In [None]:
%%capture
!pip install transformers==4.28.1 datasets seqeval optuna #tensorboard matplotlib pandas sklearn

In [None]:
from huggingface_hub import notebook_login

notebook_login()

In [None]:
!apt install git-lfs

In [None]:
import transformers

print(transformers.__version__)

In [None]:
model_id = "xlm-roberta-base"
dataset_id = "cartesinus/leyzer-fedcsis"
dataset_configs=["pl-PL"]


repository_id = "fedcsis-intent_baseline-xlm_r-pl"

In [None]:
from datasets import load_dataset, concatenate_datasets, DatasetDict

# the columns we want to keep in the dataset
keep_columns = ["utterance", "intent"]

# process individuell datasets
proc_lan_dataset_list=[]
for lang in dataset_configs:
    # load dataset for language
    lang_ds = load_dataset(dataset_id, lang)
    # only keep the 'utt' & 'scenario column
    lang_ds = lang_ds.remove_columns([col for col in lang_ds["train"].column_names if col not in keep_columns])  
    # rename the columns to match transformers schema
    lang_ds = lang_ds.rename_column("utterance", "text")
    lang_ds = lang_ds.rename_column("intent", "label")
    proc_lan_dataset_list.append(lang_ds)
    
# concat single splits into one
train_dataset = concatenate_datasets([ds["train"] for ds in proc_lan_dataset_list])
eval_dataset = concatenate_datasets([ds["validation"] for ds in proc_lan_dataset_list])
test_dataset = concatenate_datasets([ds["test"] for ds in proc_lan_dataset_list])
# create datset dict for easier processing
dataset = DatasetDict(dict(train=train_dataset,validation=eval_dataset,test=test_dataset))
print(dataset)

In [None]:
import pandas as pd

df = dataset["train"].to_pandas()

df.hist()

In [None]:
from transformers import AutoTokenizer

tokenizer = AutoTokenizer.from_pretrained(model_id)

In [None]:
def process(examples):
    tokenized_inputs = tokenizer(
       examples["text"], padding="max_length", truncation=True
    )
    return tokenized_inputs

tokenized_datasets = dataset.map(process, batched=True)
tokenized_datasets["train"].features

In [None]:
from datasets import load_metric
import numpy as np

# define metrics and metrics function
f1_metric = load_metric("f1")
accuracy_metric = load_metric( "accuracy")

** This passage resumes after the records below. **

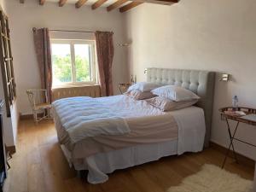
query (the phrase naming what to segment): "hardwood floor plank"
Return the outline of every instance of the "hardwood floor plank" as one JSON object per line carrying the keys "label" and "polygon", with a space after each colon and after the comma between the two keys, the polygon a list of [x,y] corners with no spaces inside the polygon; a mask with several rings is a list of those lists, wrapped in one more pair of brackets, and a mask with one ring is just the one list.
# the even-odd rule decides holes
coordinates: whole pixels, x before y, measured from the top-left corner
{"label": "hardwood floor plank", "polygon": [[[30,119],[20,121],[16,148],[9,161],[5,192],[166,192],[200,171],[204,164],[220,166],[224,160],[224,154],[207,148],[116,171],[108,175],[107,183],[93,185],[78,178],[69,167],[52,121],[38,125]],[[253,178],[253,167],[236,164],[230,158],[225,169]]]}

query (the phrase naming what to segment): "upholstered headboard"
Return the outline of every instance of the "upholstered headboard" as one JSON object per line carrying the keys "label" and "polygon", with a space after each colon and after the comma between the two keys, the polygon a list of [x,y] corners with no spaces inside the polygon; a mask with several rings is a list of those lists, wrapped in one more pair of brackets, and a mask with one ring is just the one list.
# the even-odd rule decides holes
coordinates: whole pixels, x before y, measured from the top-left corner
{"label": "upholstered headboard", "polygon": [[207,133],[205,147],[209,146],[212,127],[215,73],[207,71],[148,68],[147,81],[173,84],[192,90],[201,97],[198,107],[204,109]]}

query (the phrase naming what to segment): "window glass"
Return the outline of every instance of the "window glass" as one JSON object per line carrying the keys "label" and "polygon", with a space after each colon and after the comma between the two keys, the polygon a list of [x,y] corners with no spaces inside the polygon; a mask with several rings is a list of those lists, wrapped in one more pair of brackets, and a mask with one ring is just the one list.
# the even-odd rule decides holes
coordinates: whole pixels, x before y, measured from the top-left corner
{"label": "window glass", "polygon": [[90,44],[74,44],[76,82],[92,81]]}
{"label": "window glass", "polygon": [[52,44],[53,84],[72,82],[70,44]]}

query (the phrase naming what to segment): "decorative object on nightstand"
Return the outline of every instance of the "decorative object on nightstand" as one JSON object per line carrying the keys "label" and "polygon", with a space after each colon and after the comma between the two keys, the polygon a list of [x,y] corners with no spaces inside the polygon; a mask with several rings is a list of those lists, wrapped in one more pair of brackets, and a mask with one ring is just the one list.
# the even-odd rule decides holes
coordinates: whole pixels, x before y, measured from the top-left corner
{"label": "decorative object on nightstand", "polygon": [[128,88],[131,86],[131,84],[130,84],[130,83],[119,84],[119,88],[120,93],[124,94],[125,92],[126,92]]}
{"label": "decorative object on nightstand", "polygon": [[[226,163],[226,160],[227,160],[229,152],[230,151],[231,148],[232,148],[235,160],[236,162],[238,162],[236,154],[235,151],[235,148],[234,148],[234,143],[233,143],[234,140],[256,148],[256,145],[249,143],[247,141],[243,141],[243,140],[241,140],[241,139],[236,137],[236,133],[239,127],[240,123],[245,123],[245,124],[248,124],[248,125],[256,126],[256,109],[249,108],[229,107],[229,108],[220,108],[219,112],[221,114],[221,119],[226,121],[228,131],[229,131],[229,137],[230,139],[230,143],[227,149],[225,158],[224,158],[224,160],[222,165],[222,168],[224,168],[225,166],[225,163]],[[230,129],[230,125],[229,123],[229,119],[236,121],[236,125],[235,131],[233,132],[233,134],[231,133],[231,129]]]}

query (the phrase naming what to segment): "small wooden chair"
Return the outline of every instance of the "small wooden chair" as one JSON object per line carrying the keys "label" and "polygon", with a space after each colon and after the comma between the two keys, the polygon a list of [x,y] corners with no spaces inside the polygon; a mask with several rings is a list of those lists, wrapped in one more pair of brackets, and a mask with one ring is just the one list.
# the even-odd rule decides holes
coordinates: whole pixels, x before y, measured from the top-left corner
{"label": "small wooden chair", "polygon": [[[52,119],[51,104],[47,96],[47,90],[43,89],[27,90],[26,94],[30,102],[35,123],[38,123],[44,119]],[[38,113],[43,117],[38,118]]]}

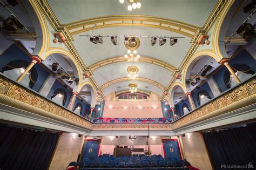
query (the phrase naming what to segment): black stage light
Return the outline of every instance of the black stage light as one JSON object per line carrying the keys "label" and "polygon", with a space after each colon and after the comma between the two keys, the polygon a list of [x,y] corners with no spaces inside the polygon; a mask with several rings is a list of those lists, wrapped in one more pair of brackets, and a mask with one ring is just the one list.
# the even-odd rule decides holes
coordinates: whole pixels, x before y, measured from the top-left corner
{"label": "black stage light", "polygon": [[111,36],[110,37],[110,40],[111,40],[113,44],[114,44],[114,45],[117,45],[117,36]]}
{"label": "black stage light", "polygon": [[242,24],[237,30],[237,33],[242,38],[255,37],[255,28],[250,23]]}
{"label": "black stage light", "polygon": [[249,13],[251,12],[252,12],[253,9],[255,8],[255,5],[256,5],[256,1],[252,0],[252,2],[249,3],[248,5],[244,7],[244,12],[246,13]]}
{"label": "black stage light", "polygon": [[170,39],[170,45],[173,46],[178,42],[178,39],[177,38],[171,38]]}
{"label": "black stage light", "polygon": [[153,37],[151,38],[151,45],[153,46],[156,44],[156,43],[157,41],[157,37]]}
{"label": "black stage light", "polygon": [[16,18],[13,16],[8,17],[4,21],[1,18],[3,24],[0,26],[1,29],[5,30],[7,32],[17,32],[19,30],[24,28],[24,26]]}
{"label": "black stage light", "polygon": [[165,43],[166,43],[166,38],[160,38],[159,39],[160,46],[162,46]]}
{"label": "black stage light", "polygon": [[90,37],[90,41],[95,44],[98,44],[98,42],[97,41],[95,37],[92,36]]}
{"label": "black stage light", "polygon": [[186,84],[190,84],[190,80],[186,80]]}
{"label": "black stage light", "polygon": [[52,63],[51,70],[53,71],[56,71],[58,69],[58,63]]}
{"label": "black stage light", "polygon": [[197,81],[197,82],[199,81],[200,80],[200,77],[196,78],[196,81]]}
{"label": "black stage light", "polygon": [[16,6],[19,4],[19,3],[17,2],[16,0],[6,0],[6,1],[9,5],[11,5],[12,6]]}

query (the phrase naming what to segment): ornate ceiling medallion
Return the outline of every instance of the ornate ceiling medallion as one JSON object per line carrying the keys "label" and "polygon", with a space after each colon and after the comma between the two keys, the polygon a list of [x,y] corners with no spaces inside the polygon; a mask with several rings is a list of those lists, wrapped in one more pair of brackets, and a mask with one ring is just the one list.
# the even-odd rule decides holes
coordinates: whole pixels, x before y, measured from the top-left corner
{"label": "ornate ceiling medallion", "polygon": [[130,50],[138,49],[140,45],[140,41],[139,38],[134,37],[133,36],[126,37],[124,39],[124,45]]}
{"label": "ornate ceiling medallion", "polygon": [[135,83],[131,83],[128,85],[128,86],[130,87],[130,92],[131,93],[133,93],[134,92],[137,92],[137,87],[138,85]]}
{"label": "ornate ceiling medallion", "polygon": [[139,69],[135,66],[130,66],[127,68],[127,72],[128,72],[128,77],[131,79],[135,79],[136,77],[139,76],[137,74],[139,72]]}

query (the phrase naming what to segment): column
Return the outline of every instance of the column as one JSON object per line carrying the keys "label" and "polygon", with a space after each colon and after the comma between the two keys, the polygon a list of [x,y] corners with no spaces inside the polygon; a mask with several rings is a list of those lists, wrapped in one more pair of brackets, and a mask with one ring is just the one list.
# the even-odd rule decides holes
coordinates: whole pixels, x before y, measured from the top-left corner
{"label": "column", "polygon": [[30,57],[30,59],[31,60],[31,62],[29,64],[29,66],[28,66],[24,71],[24,72],[21,74],[21,76],[18,77],[16,81],[18,82],[21,82],[22,80],[23,77],[28,73],[30,70],[31,70],[32,67],[34,66],[35,64],[36,63],[40,63],[42,62],[41,59],[36,56],[32,56]]}
{"label": "column", "polygon": [[227,70],[228,70],[230,73],[231,74],[231,75],[233,76],[233,77],[234,77],[235,81],[237,81],[237,83],[239,83],[241,82],[241,81],[240,80],[239,78],[237,77],[237,76],[235,74],[232,68],[231,68],[231,66],[228,63],[230,61],[230,60],[228,58],[224,58],[219,62],[219,63],[221,64],[222,65],[225,65],[225,66],[227,67]]}
{"label": "column", "polygon": [[70,101],[69,102],[69,105],[68,106],[68,110],[72,111],[72,108],[74,106],[74,103],[76,100],[77,94],[78,94],[78,93],[77,92],[73,92],[72,93],[71,99],[70,99]]}
{"label": "column", "polygon": [[182,141],[181,141],[181,137],[180,137],[180,135],[178,135],[177,136],[178,137],[178,139],[179,140],[179,143],[180,144],[180,152],[181,152],[181,157],[183,158],[183,159],[186,159],[186,157],[185,157],[185,154],[184,154],[184,153],[183,152],[183,144],[182,144]]}
{"label": "column", "polygon": [[94,107],[91,107],[91,113],[90,113],[89,120],[91,120],[92,117],[92,111],[93,111]]}
{"label": "column", "polygon": [[150,146],[149,145],[149,136],[147,136],[147,152],[149,153],[149,157],[150,157]]}
{"label": "column", "polygon": [[176,120],[176,117],[175,116],[175,113],[174,113],[175,108],[174,107],[171,107],[171,109],[172,110],[172,115],[173,116],[173,119],[174,120]]}
{"label": "column", "polygon": [[114,157],[117,157],[117,138],[118,138],[118,137],[116,136],[116,147],[114,147]]}
{"label": "column", "polygon": [[194,100],[193,100],[192,97],[191,96],[191,93],[187,92],[186,93],[186,95],[187,96],[187,98],[188,98],[188,101],[190,101],[191,109],[192,110],[194,110],[196,108],[196,107],[194,106]]}

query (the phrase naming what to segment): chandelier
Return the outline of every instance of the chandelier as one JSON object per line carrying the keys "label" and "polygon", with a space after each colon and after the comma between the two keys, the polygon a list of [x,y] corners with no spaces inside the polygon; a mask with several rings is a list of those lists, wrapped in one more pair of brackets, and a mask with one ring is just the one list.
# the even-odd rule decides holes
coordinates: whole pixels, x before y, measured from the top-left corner
{"label": "chandelier", "polygon": [[[142,7],[142,4],[139,2],[138,0],[127,0],[129,5],[127,7],[129,11],[131,11],[132,9],[136,9],[136,8],[140,8]],[[123,4],[124,2],[124,0],[119,0],[120,3]]]}
{"label": "chandelier", "polygon": [[127,58],[129,57],[130,58],[128,59],[129,62],[137,62],[138,61],[138,59],[140,57],[140,56],[137,54],[137,51],[131,51],[130,50],[127,50],[127,55],[124,55],[124,58]]}
{"label": "chandelier", "polygon": [[135,79],[136,77],[139,76],[137,74],[139,72],[139,69],[136,66],[131,66],[129,67],[127,69],[127,72],[128,72],[128,77],[132,80]]}
{"label": "chandelier", "polygon": [[128,86],[130,87],[130,92],[133,93],[137,92],[137,87],[138,85],[134,83],[131,83],[128,85]]}

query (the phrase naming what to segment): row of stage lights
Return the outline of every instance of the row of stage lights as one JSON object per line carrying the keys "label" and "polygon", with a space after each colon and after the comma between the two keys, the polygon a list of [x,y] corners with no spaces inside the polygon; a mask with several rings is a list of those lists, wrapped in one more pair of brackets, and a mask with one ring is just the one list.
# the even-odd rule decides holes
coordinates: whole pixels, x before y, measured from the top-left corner
{"label": "row of stage lights", "polygon": [[[117,45],[118,42],[118,37],[124,37],[123,36],[90,36],[90,35],[80,35],[80,36],[86,36],[86,37],[90,37],[90,42],[92,42],[95,44],[97,44],[98,43],[102,44],[104,42],[103,41],[104,37],[110,37],[110,40],[114,44],[114,45]],[[164,37],[158,37],[158,36],[136,36],[133,37],[131,38],[131,42],[132,43],[132,40],[134,40],[135,43],[135,38],[151,38],[151,44],[152,46],[154,46],[156,45],[157,39],[159,38],[159,45],[162,46],[163,45],[167,43],[167,39],[170,39],[170,45],[173,46],[173,45],[176,44],[178,43],[178,38],[184,38],[184,37],[167,37],[164,36]],[[125,43],[127,42],[129,39],[128,36],[124,36],[124,42]]]}

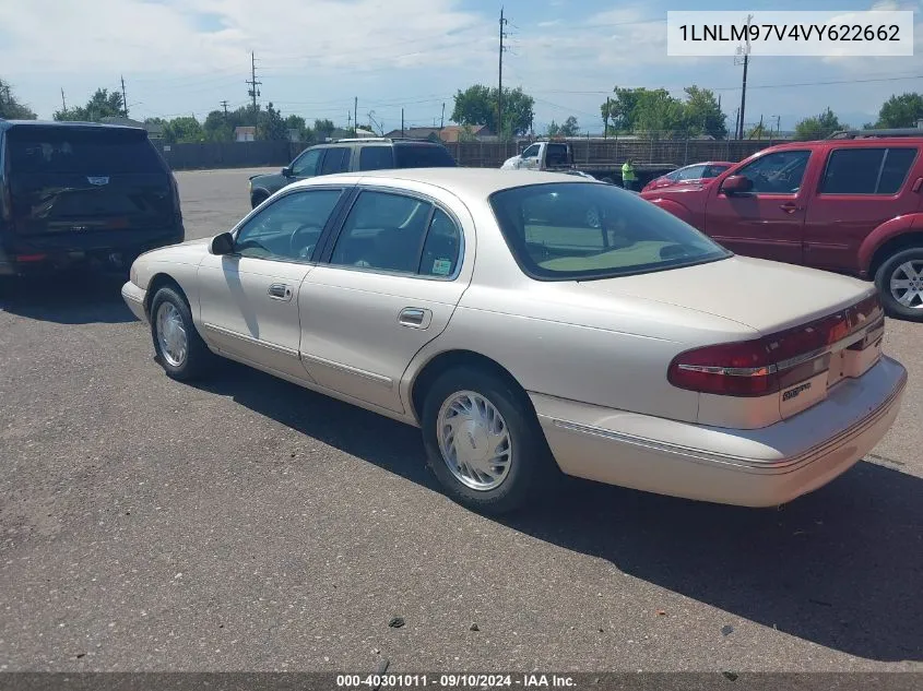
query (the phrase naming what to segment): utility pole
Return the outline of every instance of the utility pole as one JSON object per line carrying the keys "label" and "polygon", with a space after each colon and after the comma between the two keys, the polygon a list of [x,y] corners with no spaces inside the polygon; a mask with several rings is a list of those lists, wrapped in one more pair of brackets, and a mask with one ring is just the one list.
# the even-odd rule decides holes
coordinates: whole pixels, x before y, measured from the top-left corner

def compute_metrics(eval_pred):
    predictions, labels = eval_pred
    predictions = np.argmax(predictions, axis=1)
    acc = accuracy_metric.compute(predictions=predictions, references=labels)
    f1 = f1_metric.compute(predictions=predictions, references=labels, average="micro")
    return {
        "accuracy": acc["accuracy"],
        "f1": f1["f1"],

    }

In [None]:
from transformers import AutoModelForSequenceClassification,DataCollatorWithPadding
#from optimum.habana import GaudiTrainer, GaudiTrainingArguments
from huggingface_hub import HfFolder

# create label2id, id2label dicts for nice outputs for the model
labels = tokenized_datasets["train"].features["label"].names
num_labels = len(labels)
label2id, id2label = dict(), dict()
for i, label in enumerate(labels):
    label2id[label] = str(i)
    id2label[str(i)] = label

In [None]:
from transformers import AutoModelForTokenClassification, TrainingArguments, Trainer

#model = AutoModelForTokenClassification.from_pretrained(model_checkpoint, num_labels=len(label_list))
model = AutoModelForSequenceClassification.from_pretrained(
    model_id,
    num_labels=num_labels, 
    id2label=id2label,
    label2id=label2id,
)

In [None]:
#model_name = model_checkpoint.split("/")[-1]
args = TrainingArguments(
    repository_id,
    evaluation_strategy = "epoch",
    learning_rate=2e-5,
    per_device_train_batch_size=16,
    per_device_eval_batch_size=16,
    num_train_epochs=10,
    weight_decay=0.01,
    push_to_hub=True,
    save_strategy="epoch",
)

In [None]:
trainer = Trainer(
    model,
    args,
    train_dataset=tokenized_datasets["train"],
    eval_dataset=tokenized_datasets["validation"],
    tokenizer=tokenizer,
    compute_metrics=compute_metrics
)
trainer.train()

In [None]:
trainer.evaluate(tokenized_datasets["test"])

In [None]:
trainer.push_to_hub()